Longest six months of my entire life. Still painfully clear twenty-three years later. So you see? Forget the second thought, let’s go with the first one……contemplative cuisine; the snacking, shoveling, and wolfing of it.

I LOVE food. Any kind of food, in any way. An array of delicacy to have affairs with.

Pasta, seafood, sushi, steak, bread, chocolate, dairy, fruit, fast food, slow food, and any kind of mexican – any kind of bakery goods. Fried, baked, buttered, battered, or grilled – doesn’t matter. Like I said, any kind; any way.

I can’t even cook. I am a foodie at the mercy of the many fine chefs mastering in their nummy kitchen heaven in the comfort of their domains.

God love em’.

By the way, my sixteen-year old daughter wants to be a chef when she grows up.

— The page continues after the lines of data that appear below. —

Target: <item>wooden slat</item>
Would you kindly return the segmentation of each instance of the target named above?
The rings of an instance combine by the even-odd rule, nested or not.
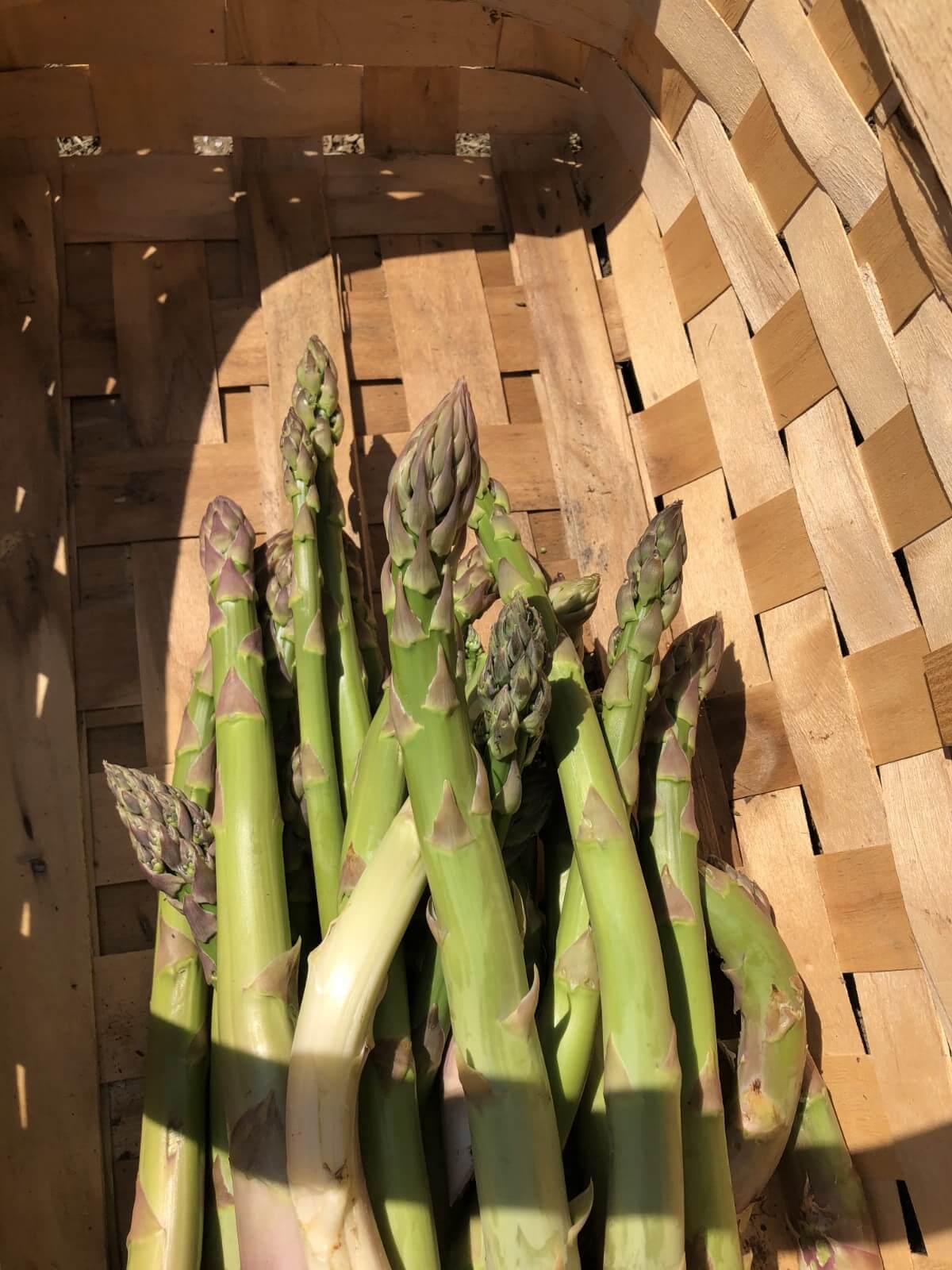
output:
[[[692,198],[661,243],[682,321],[691,321],[730,286],[697,198]]]
[[[651,406],[687,387],[697,371],[658,222],[644,194],[608,225],[608,251],[627,353],[641,400]]]
[[[918,626],[863,479],[849,419],[830,392],[787,428],[803,523],[852,653]]]
[[[744,866],[770,900],[777,930],[810,993],[807,1039],[820,1060],[862,1054],[816,874],[810,831],[798,789],[736,803],[734,815]],[[824,1063],[825,1066],[825,1063]]]
[[[892,80],[889,62],[861,0],[816,0],[810,25],[861,114],[868,114]]]
[[[76,458],[76,542],[147,542],[197,533],[222,490],[261,522],[258,456],[245,446],[162,446]]]
[[[952,516],[911,406],[864,441],[859,458],[894,551]]]
[[[875,273],[886,316],[899,330],[934,287],[889,185],[857,221],[849,245]]]
[[[708,716],[731,799],[800,785],[772,683],[712,697]]]
[[[746,50],[707,0],[635,0],[632,6],[732,132],[760,89]]]
[[[754,0],[737,29],[807,168],[856,225],[886,183],[882,152],[798,0]]]
[[[929,641],[922,626],[845,659],[875,763],[910,758],[942,744],[925,686]]]
[[[938,296],[930,296],[899,333],[896,356],[925,448],[952,495],[952,315]]]
[[[937,897],[952,894],[952,773],[939,749],[880,768],[892,855],[923,966],[952,1038],[952,946]]]
[[[0,182],[0,1260],[94,1266],[103,1161],[51,210],[44,178]]]
[[[721,466],[697,380],[641,414],[632,415],[631,427],[641,446],[655,495],[687,485]]]
[[[325,198],[334,237],[503,229],[493,169],[485,159],[330,155]]]
[[[400,109],[393,103],[400,102]],[[456,154],[457,66],[368,66],[363,135],[368,155]]]
[[[633,480],[628,423],[575,194],[561,174],[551,180],[512,174],[505,190],[539,351],[543,419],[569,546],[583,573],[618,578],[647,508]],[[553,226],[561,226],[560,236],[552,236]],[[613,532],[605,535],[609,523]],[[602,594],[592,629],[603,643],[613,615],[611,596]]]
[[[390,432],[357,438],[363,493],[371,523],[381,521],[387,476],[407,436],[406,432]],[[480,423],[480,451],[493,475],[509,491],[515,511],[548,511],[559,507],[546,431],[538,424],[500,427]]]
[[[116,342],[141,446],[222,441],[208,277],[201,243],[117,243]]]
[[[754,98],[731,145],[768,221],[779,232],[814,188],[816,178],[777,118],[767,89],[760,89]]]
[[[743,516],[790,489],[791,478],[734,290],[702,309],[688,334],[734,512]]]
[[[707,103],[693,104],[678,145],[727,277],[759,330],[797,290],[790,262]]]
[[[823,587],[820,565],[792,489],[739,516],[734,533],[755,613]]]
[[[665,495],[665,503],[684,502],[684,532],[692,566],[684,570],[682,613],[693,625],[720,613],[725,657],[715,692],[740,692],[770,678],[750,611],[744,570],[734,540],[727,490],[721,471]]]
[[[465,375],[477,420],[508,419],[472,239],[382,236],[404,392],[410,418],[423,419]],[[452,339],[434,331],[453,330]]]
[[[767,655],[824,851],[889,841],[880,782],[847,682],[826,593],[760,617]],[[849,790],[849,798],[844,798]]]
[[[815,189],[786,231],[820,347],[864,437],[897,414],[906,391],[876,321],[836,208]]]
[[[751,343],[778,428],[786,428],[835,389],[802,291],[777,310]]]
[[[230,159],[90,155],[65,159],[67,243],[234,239]]]
[[[842,970],[919,965],[891,847],[831,851],[816,857],[816,869]]]
[[[611,57],[602,52],[592,53],[583,86],[637,173],[640,188],[664,234],[688,206],[693,193],[677,150],[642,95]],[[635,193],[633,188],[631,193]]]

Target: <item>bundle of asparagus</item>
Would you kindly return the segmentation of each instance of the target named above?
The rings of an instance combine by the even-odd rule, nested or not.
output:
[[[661,657],[679,504],[632,546],[593,696],[600,579],[548,584],[457,382],[387,485],[386,677],[341,433],[315,337],[281,436],[292,531],[255,552],[227,497],[201,526],[171,782],[107,765],[159,890],[129,1267],[740,1270],[735,1210],[778,1168],[805,1265],[868,1267],[796,966],[759,889],[698,862],[724,632]]]

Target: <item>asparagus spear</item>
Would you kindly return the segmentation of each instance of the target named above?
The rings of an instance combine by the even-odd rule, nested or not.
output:
[[[740,1010],[727,1148],[741,1212],[769,1181],[796,1114],[806,1054],[803,984],[763,893],[727,865],[702,865],[701,880],[707,928]]]
[[[781,1173],[803,1270],[880,1270],[882,1257],[863,1184],[830,1091],[809,1054]]]
[[[383,655],[380,649],[380,639],[377,638],[377,618],[367,599],[359,547],[347,533],[343,535],[343,540],[350,607],[354,612],[354,626],[357,629],[357,643],[360,648],[364,671],[367,672],[367,698],[371,710],[376,710],[383,695],[383,681],[386,678]]]
[[[489,780],[459,696],[453,572],[479,481],[459,381],[410,436],[387,485],[382,574],[391,711],[406,762],[467,1091],[484,1238],[508,1267],[578,1266],[559,1135]],[[442,574],[442,579],[440,579]],[[446,772],[443,781],[435,772]]]
[[[338,909],[338,870],[344,820],[335,757],[327,658],[321,617],[321,565],[317,556],[314,484],[317,456],[311,434],[292,408],[281,433],[284,493],[294,516],[294,580],[291,611],[294,618],[294,673],[301,724],[301,770],[307,800],[314,880],[321,931],[326,935]]]
[[[642,583],[647,569],[642,569]],[[638,851],[655,909],[682,1067],[684,1240],[688,1266],[740,1270],[717,1069],[707,939],[697,870],[691,761],[701,702],[717,678],[724,627],[711,618],[680,635],[660,668],[646,724]],[[616,662],[616,665],[619,665]]]
[[[254,530],[241,508],[213,499],[202,521],[199,552],[209,588],[218,752],[222,1077],[242,1270],[300,1270],[303,1245],[284,1149],[298,950],[288,930],[253,549]],[[297,660],[300,678],[301,648]]]
[[[360,1167],[357,1095],[387,968],[424,883],[407,804],[308,959],[291,1055],[287,1137],[291,1194],[311,1270],[390,1270]]]
[[[189,705],[203,724],[202,702],[194,692]],[[185,718],[192,721],[188,711]],[[198,726],[194,737],[188,728],[185,734],[187,745],[175,765],[179,777],[194,770],[195,748],[207,749],[199,744],[203,737]],[[160,892],[128,1266],[198,1270],[204,1208],[208,988],[183,907],[188,900],[198,909],[195,876],[198,895],[207,894],[207,876],[213,869],[212,834],[207,813],[184,794],[142,772],[112,763],[104,767],[140,867]],[[202,771],[199,766],[193,775],[198,777]],[[161,796],[156,796],[159,786]],[[192,787],[201,795],[201,789]]]
[[[327,645],[327,688],[336,770],[347,806],[363,738],[371,725],[371,709],[348,582],[344,503],[334,472],[334,450],[344,434],[338,371],[334,358],[316,335],[308,339],[297,367],[292,411],[307,428],[317,460],[315,512],[317,554],[324,579],[321,603]]]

Coincidence?

I read somewhere that you only savor the first bite or two of jubilant noshing, and after that you are just eating on auto-pilot inhale. Not me. I savor every morsel. Every one. With pleasure. With rapture. With complete and utter devotion to the chew.



See, here is the scoop. Food lovin’ makes me gain weight. My tummy bloats. I get heartburn. It clogs my arteries and gives me muffin top. Well… bigger muffin top; like my muffin top eats your muffin top for breakfast, or my muffin top is pregnant with triplets kind of muffin top. So although, I’d like to eat a gazillion calories a day. If I did that, I’d be movable by Mack truck only. So, I restrict myself. Sadly. Tearfully. Does anyone feel my pain?

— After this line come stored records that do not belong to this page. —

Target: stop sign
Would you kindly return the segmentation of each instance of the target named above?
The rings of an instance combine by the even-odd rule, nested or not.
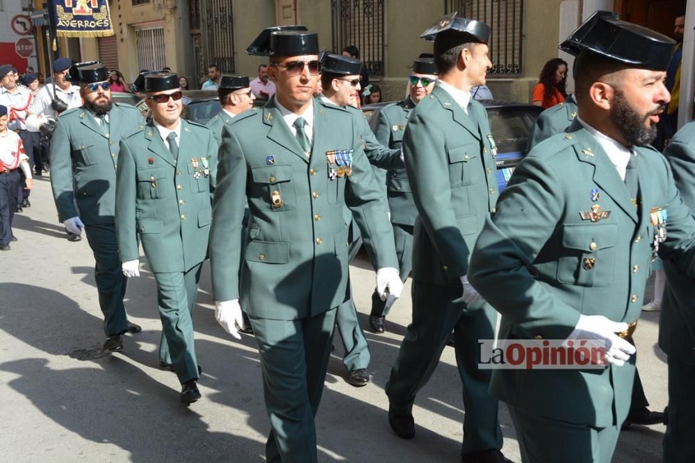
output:
[[[22,58],[29,58],[34,54],[34,44],[28,39],[21,38],[15,44],[15,50]]]

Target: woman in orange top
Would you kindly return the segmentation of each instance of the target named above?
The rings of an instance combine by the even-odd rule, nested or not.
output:
[[[567,98],[567,63],[555,58],[546,63],[533,87],[533,104],[548,109],[562,103]]]

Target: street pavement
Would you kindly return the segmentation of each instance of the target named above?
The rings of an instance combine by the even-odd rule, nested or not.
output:
[[[179,404],[172,373],[157,368],[161,323],[146,260],[126,294],[130,319],[143,330],[124,337],[122,353],[100,350],[105,336],[86,239],[65,239],[47,176],[35,180],[32,207],[15,216],[19,239],[0,266],[0,455],[7,462],[261,462],[269,430],[254,338],[232,339],[215,322],[205,265],[194,315],[203,369],[202,400]],[[374,272],[351,267],[355,301],[368,326]],[[391,430],[384,386],[411,314],[410,283],[388,318],[388,332],[366,332],[372,382],[345,380],[336,335],[316,427],[321,462],[457,462],[464,411],[454,350],[447,347],[418,394],[415,439]],[[651,295],[649,295],[651,296]],[[651,297],[646,301],[651,300]],[[434,310],[434,308],[433,308]],[[665,355],[657,346],[658,312],[644,314],[635,334],[638,366],[651,408],[667,405]],[[521,461],[506,407],[504,453]],[[614,462],[657,462],[664,426],[623,432]]]

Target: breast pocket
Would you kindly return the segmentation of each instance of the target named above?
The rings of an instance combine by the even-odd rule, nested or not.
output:
[[[475,185],[482,178],[480,163],[480,146],[468,143],[460,146],[448,148],[449,181],[451,186]]]
[[[139,199],[161,199],[169,196],[165,167],[140,169],[137,176]]]
[[[261,196],[261,208],[281,212],[297,207],[292,180],[292,166],[272,165],[252,167],[254,188]]]
[[[610,286],[614,279],[617,241],[615,224],[563,226],[557,280],[578,286]]]

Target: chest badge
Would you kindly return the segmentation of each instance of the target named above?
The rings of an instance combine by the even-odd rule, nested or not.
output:
[[[610,216],[610,210],[601,210],[600,204],[594,204],[591,206],[591,210],[585,212],[580,212],[579,217],[582,220],[591,220],[592,222],[598,222],[601,219],[607,219]]]

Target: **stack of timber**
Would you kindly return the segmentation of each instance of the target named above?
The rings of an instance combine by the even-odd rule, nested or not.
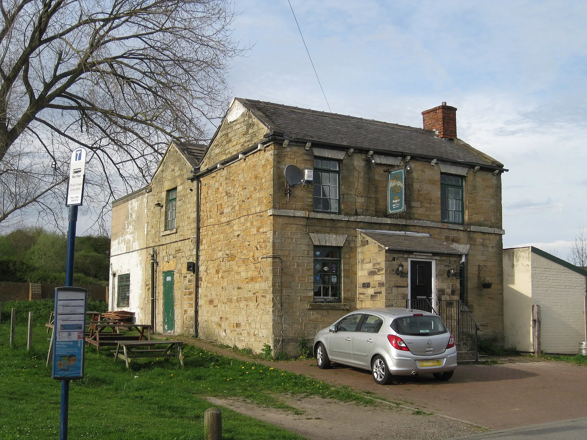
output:
[[[106,312],[102,314],[101,317],[106,321],[115,321],[120,323],[134,323],[134,312],[126,310],[117,310],[116,312]]]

That’s my restriction – the love of nummy, yummy food.

Now, if you’ll excuse me. I hear a Reese’s cup calling my name.

*Originally a guest post on The Scoop on Poop, re-post today, as I really need to drop some pounds before D-Day the BIG day – when I shouldn’t be too “big” eh?

*Images by Google.

18 thoughts on “Love and Restriction

  1. I, too, have a love/hate relationship with food. I love to eat it – also like you, ALL OF IT – and my body rebels because of it, which makes me turn around and hate it. Why do you have to taste so goooooooooood, my dear food?

    Kills me.


  2. And let me just say that I BARELY fit into my wedding dress on my wedding day… all because of that darned ole food and drink!

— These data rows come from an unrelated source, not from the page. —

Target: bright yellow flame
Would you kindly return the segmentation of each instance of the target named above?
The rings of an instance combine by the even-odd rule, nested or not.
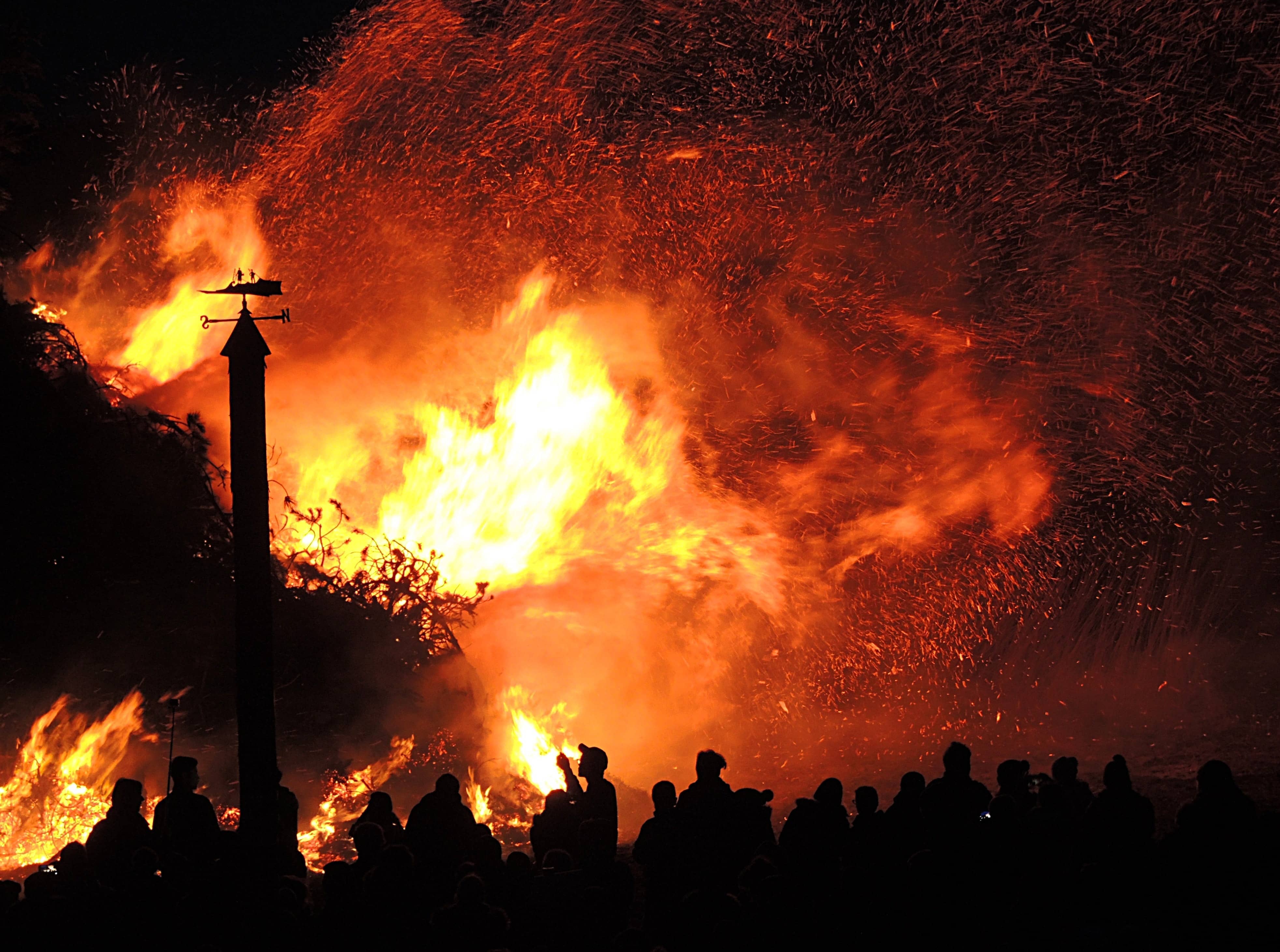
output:
[[[481,787],[476,783],[475,774],[471,767],[467,767],[466,800],[476,823],[489,823],[493,819],[493,807],[489,805],[489,791],[492,789],[493,787]]]
[[[572,718],[564,703],[557,703],[544,718],[536,718],[526,709],[532,698],[518,684],[508,688],[503,697],[503,709],[511,718],[511,746],[508,762],[517,776],[522,776],[544,796],[552,791],[564,789],[564,775],[556,765],[561,753],[576,760],[577,748],[563,739],[563,720]],[[561,739],[557,741],[556,735]]]
[[[324,796],[308,828],[298,834],[298,849],[314,871],[326,862],[344,858],[338,848],[347,825],[360,816],[365,800],[392,774],[403,767],[413,753],[413,735],[393,737],[392,748],[381,760],[352,774],[333,774],[324,787]]]
[[[535,277],[508,323],[540,308]],[[671,482],[680,433],[643,419],[573,314],[529,341],[515,373],[494,386],[493,422],[444,406],[415,413],[424,446],[381,502],[381,532],[444,552],[451,579],[508,588],[556,579],[589,552],[572,524],[594,496],[604,518],[634,514]]]
[[[223,311],[238,301],[202,295],[201,288],[225,286],[237,268],[261,270],[270,264],[252,202],[216,206],[192,191],[186,205],[165,241],[165,263],[182,269],[180,274],[170,282],[163,304],[134,316],[129,342],[115,356],[116,364],[138,366],[160,383],[216,354],[225,340],[201,328],[200,315],[232,316]],[[198,267],[182,267],[197,254]]]
[[[0,787],[0,869],[46,862],[67,843],[83,842],[111,806],[129,739],[142,733],[137,691],[87,726],[83,715],[67,716],[68,701],[63,694],[31,725]]]
[[[35,308],[32,308],[31,313],[35,314],[37,318],[41,318],[42,320],[50,322],[51,324],[60,324],[63,323],[63,318],[67,316],[67,311],[63,310],[61,308],[55,308],[51,304],[44,304],[44,302],[37,304]]]

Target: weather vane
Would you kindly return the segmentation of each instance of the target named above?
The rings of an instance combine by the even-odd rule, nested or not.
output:
[[[241,313],[236,318],[210,318],[207,314],[200,315],[200,325],[209,329],[210,324],[228,324],[241,318],[248,318],[251,320],[279,320],[280,323],[289,323],[289,309],[284,308],[279,314],[270,314],[261,318],[255,318],[248,310],[248,296],[253,297],[274,297],[276,295],[284,293],[280,290],[279,281],[268,281],[266,278],[260,278],[253,274],[250,269],[248,281],[244,281],[244,272],[239,268],[236,269],[236,281],[230,282],[227,287],[220,287],[216,291],[201,291],[202,295],[239,295],[241,296]]]

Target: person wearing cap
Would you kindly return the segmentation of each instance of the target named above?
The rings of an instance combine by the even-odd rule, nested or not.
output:
[[[173,793],[156,805],[152,826],[166,869],[175,861],[207,866],[218,856],[218,815],[209,797],[196,793],[200,787],[197,767],[195,757],[174,757],[169,765]]]
[[[613,784],[604,779],[604,771],[609,767],[609,755],[599,747],[588,747],[585,743],[577,746],[582,755],[577,762],[577,776],[586,780],[586,789],[573,776],[573,767],[568,757],[561,753],[556,757],[556,765],[564,774],[564,785],[568,789],[568,798],[579,810],[579,823],[596,820],[600,825],[611,830],[609,856],[618,852],[618,792]]]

    We were in Jamaica living it up with friends and family for SIX WHOLE DAYS before our ceremony. And I’m telling you, I had to POUR myself into my dress. I was sucking it in during the whole entire ceremony. Luckily, I’d brought a more casual dress to change into for the reception and after, so it wasn’t so bad. If I were to do it again, though, I’d have the ceremony way earlier in the week.


  3. I so feel your pain!! I love food. And I don’t believe that first two mouthfuls bull. I savor every single mouthful. I should probably learn more about restriction.



  4. runrettarun

    I love food too but some things didn’t love me back. So I had to break up w/ it and create new habits. My waist line is happier as is my heart. And can’t forget The Lover – though he says I’m always perfect. 😉


  5. Your post made me hundry. Your pictures made me drool!

    I love food and am like many commenters: it doesn’t always love me! wahhhh

    Still, those chocolate covered strawberries would be truly loves and adored by me right now!

    xo Susie


  6. You’re so funny – “Your muffin top eats my muffin top for breakfast” made me crack up! And I’m reading this as I drink my coffee and have three mini cupcakes for breakfast. Let me tell ya about my muffin top someday! With your energy and busy life, you burn the calories as you go, go, go, girl! I have no doubt you’ll be in “good shape” for the wedding!


  7. I’ve been restricted from these yummy goodies the rest of my life, I know your pain, but mine has numbed me to the bone. Take that as a habit, discard restriction from your mind and you’ll be way to “wow” shape not only on the D-Day. My congratulatory note begins today for all God’s blessings pouring down on you.